La manifestazione più visibile di questa violenza antireligiosa è stata l’attentato mortale perpetrato nel marzo 2009 nella chiesa cattolica dell’Assunzione a Kathmandu da parte del Nepal Defence Army (NDA), un gruppo nazionalista che propugna il ritorno alla monarchia e alla religione induista.
Il progetto dell’articolo 160 si basa sulla convinzione, ribadita dagli induisti, che tutti i cristiani realizzano conversioni forzose, affermazione rifiutata con decisione da tutte le comunità cristiane.
“E’ una teoria senza fondamento, ed è scandaloso che il Governo la sostenga”, ha detto indignato Isu Jang Karki, leader della Nepal Christian Society, la più importante federazione di Chiese protestanti del Paese.

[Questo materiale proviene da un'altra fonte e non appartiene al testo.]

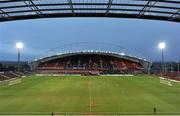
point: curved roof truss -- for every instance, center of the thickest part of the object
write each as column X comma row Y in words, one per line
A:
column 168, row 10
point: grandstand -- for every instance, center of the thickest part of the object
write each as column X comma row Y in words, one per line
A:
column 90, row 62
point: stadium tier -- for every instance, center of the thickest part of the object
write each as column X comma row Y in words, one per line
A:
column 90, row 62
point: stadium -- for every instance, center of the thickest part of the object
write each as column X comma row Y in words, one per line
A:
column 94, row 62
column 91, row 80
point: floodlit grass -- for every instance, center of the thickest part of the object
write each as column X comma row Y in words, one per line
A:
column 92, row 94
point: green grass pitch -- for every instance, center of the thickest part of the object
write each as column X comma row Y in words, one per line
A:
column 90, row 94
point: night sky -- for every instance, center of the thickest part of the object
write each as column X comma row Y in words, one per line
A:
column 133, row 36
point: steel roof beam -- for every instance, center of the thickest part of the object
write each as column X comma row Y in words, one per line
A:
column 31, row 4
column 63, row 4
column 4, row 14
column 163, row 1
column 113, row 9
column 113, row 15
column 175, row 15
column 71, row 6
column 147, row 7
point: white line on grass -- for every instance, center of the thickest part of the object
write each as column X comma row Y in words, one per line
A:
column 89, row 87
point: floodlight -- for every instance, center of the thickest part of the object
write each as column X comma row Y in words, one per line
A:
column 162, row 45
column 19, row 45
column 122, row 53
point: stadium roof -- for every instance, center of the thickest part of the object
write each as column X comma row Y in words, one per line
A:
column 168, row 10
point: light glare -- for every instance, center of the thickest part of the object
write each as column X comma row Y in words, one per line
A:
column 162, row 45
column 19, row 45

“La legge non è contro i cristiani, che con le loro opere fanno un grande servizio al Paese, ma è contro l’imposizione forzata del cristianesimo”, ha detto all’agenzia AsiaNews il Ministro della Giustizia, Prabhu Sah, sottolineando che gli induisti e i buddisti si lamentano delle pratiche aggressive di conversione di alcune comunità protestanti.
“Queste accuse non riguardano la comunità cattolica”, ha precisato.